The U.S. Library of Congress is going forward with plans to permanently archive every public tweet ever sent and make them available for perusal.
According to Library spokesperson Jennifer Gavin, the project, plans for which were first announced two years ago but had since been rumored cancelled, is definitely happening, and the Library is actively figuring out how to make it work.
“The process of how to serve it out to researchers is still being worked out, but we’re getting a lot of closer,” Gavin told the Nieman Journalism Lab. “I couldn’t give you a date specific of when we’ll be ready to make the announcement.
“We began receiving the material, portions of it, last year. We got that system down. Now we’re getting it almost daily,” she also said. “And of course, as I think is obvious to anyone who follows Twitter, it has ended up being a very large amount of material.”

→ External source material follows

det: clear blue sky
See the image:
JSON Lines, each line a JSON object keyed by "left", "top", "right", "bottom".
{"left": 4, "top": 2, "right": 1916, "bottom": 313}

“Large amount of material” is definitely an understatement. Since its inception six years ago, Twitter has processed billions of tweets — and that number is rising, as the microblogging site currently manages some 400 million tweets a day according to its CEO. It will take a lot of petabytes to store all that material.
Twitter is fully supportive of the project, gladly donating the Library access to its archive and calling it “very exciting that tweets are becoming part of history.”
But they also clarified how, exactly, the tweets will be used.
“It should be noted that there are some specifics regarding this arrangement. Only after a six-month delay can the Tweets be used for internal library use, for non-commercial research, public display by the library itself, and preservation,” the site said in a blog post.
Gavin says that the archive will be available only at the Library’s site in Washington D.C. to anyone with a library card, and states that “my understanding is that at this time we do not intend to make it available by web,” although that may change.